Livres - Mangas / Manhwa / Manhua

Le Livre des Sorcières d’Ebishi Maki

Titre : Le Livre des Sorcières

Auteur : Ebishi Maki

Traduction : Djamel Rabahi

Éditeur vf : Glénat (seinen)

Années de parution vf : 2022

Nombre de tomes vf : 3 (série terminée)

Histoire : Jean Wier est un personnage historique, médecin et opposant à la chasse aux sorcières. C’est son histoire que nous suivrons sans ce très beau seinen en 3 tomes, pour explorer le Moyen-Âge avec ses sorcières, ses loups-garous, la Peste et le combat sans fin contre l’obscurantisme.

Mon avis :

Tome 1

Férue d’Histoire, je m’intéresse toujours à chaque nouveau récit historique qui débarque chez nous et encore plus quand on touche à une période que j’aime comme la Renaissance. Ici, en s’inspirant d’un personnage célèbre Jean Wyer et son mentor Agrippa, l’autrice nous embarque dans un superbe tableau d’époque. 

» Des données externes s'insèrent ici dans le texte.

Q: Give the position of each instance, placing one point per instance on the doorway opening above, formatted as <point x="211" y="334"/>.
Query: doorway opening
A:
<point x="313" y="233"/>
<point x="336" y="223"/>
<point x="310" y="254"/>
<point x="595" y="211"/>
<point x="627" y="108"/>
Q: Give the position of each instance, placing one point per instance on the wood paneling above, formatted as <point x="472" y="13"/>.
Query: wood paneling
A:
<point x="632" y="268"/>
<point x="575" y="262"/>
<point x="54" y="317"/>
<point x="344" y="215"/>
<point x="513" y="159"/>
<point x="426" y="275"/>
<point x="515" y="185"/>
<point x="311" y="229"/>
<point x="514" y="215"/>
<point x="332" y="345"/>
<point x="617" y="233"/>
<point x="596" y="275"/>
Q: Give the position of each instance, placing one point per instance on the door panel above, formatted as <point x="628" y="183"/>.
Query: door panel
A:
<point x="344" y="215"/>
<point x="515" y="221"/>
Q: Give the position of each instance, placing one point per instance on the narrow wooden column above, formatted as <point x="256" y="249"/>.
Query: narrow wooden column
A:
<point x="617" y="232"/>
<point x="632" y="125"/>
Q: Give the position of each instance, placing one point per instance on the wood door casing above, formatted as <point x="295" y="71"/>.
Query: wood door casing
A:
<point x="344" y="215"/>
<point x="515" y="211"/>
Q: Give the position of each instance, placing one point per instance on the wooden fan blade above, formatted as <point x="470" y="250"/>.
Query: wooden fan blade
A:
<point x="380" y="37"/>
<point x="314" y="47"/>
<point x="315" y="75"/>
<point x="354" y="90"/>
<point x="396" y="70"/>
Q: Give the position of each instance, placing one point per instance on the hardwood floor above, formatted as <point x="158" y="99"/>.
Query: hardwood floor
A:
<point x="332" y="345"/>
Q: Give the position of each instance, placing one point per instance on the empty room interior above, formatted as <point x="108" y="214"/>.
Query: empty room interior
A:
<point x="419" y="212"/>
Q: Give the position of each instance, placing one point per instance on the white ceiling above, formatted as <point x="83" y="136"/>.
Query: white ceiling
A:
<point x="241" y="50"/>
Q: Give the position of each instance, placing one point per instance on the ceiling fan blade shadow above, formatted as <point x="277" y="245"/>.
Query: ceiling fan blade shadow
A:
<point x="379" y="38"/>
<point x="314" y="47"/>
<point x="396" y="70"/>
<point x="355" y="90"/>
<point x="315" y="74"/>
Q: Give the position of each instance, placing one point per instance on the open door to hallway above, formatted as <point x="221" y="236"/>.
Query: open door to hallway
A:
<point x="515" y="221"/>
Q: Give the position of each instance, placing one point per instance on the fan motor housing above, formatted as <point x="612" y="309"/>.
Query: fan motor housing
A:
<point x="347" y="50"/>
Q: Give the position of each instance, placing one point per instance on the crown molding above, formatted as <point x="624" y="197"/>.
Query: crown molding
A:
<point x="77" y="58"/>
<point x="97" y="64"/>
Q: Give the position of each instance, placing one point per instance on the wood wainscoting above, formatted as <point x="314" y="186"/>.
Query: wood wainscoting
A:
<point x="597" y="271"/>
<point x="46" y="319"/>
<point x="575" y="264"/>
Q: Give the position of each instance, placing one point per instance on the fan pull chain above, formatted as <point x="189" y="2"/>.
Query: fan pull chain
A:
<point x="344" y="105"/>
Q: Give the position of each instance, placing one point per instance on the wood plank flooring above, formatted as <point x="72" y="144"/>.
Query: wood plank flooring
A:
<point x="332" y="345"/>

Je découvre le travail de Maki Ebishi avec ce shojo, malheureusement reclassé encore une fois en seinen par l’éditeur… et j’adore. Dans cette courte série en 3 tomes, dont les deux premiers sont sortis simultanément chez nous, elle fait oeuvre de romancière historique mêlant portrait juste d’une époque lointaine et ajout de son fait pour combler les blancs, ce qu’elle fait avec singularité grâce à la dimension fantastique qu’elle instille. C’est beau et fascinant. 

Je me suis d’entrée sentie happée dans l’ambiance de ce récit où enquête policière, sorcellerie, magie et médecine se mélangent. En effet, les connaissances des gens de la Renaissance étaient loin de valoir les nôtres et souvent la confusion entre science et fantastique était présente. C’est ce qu’elle cherche à mettre en scène ici en faisant un tableau passionnant. Pour cela, elle utilise ce qui nous apparaît comme un jeune médecin : Jean Wyer, qui est en fait un personnage célèbre parvenu jusqu’à nous et qu’on connaît pour sa défense des « sorcières ».

 Avec lui, elle nous embarque dans une aventure singulière et fascinante entre passé et présent, entre science et fantastique, entre médecine et magie. Jean est en effet dépêché par son illustre protecteur pour aller résoudre le mystère des attaques d’un soit disant Loup-garou. C’est l’occasion pour lui de montrer sa science en menant l’enquête et pour nous lecteur de replonger dans son passé aux côtés de celui qui lui a tout appris, mais également de celle qui a suscité sa vocation.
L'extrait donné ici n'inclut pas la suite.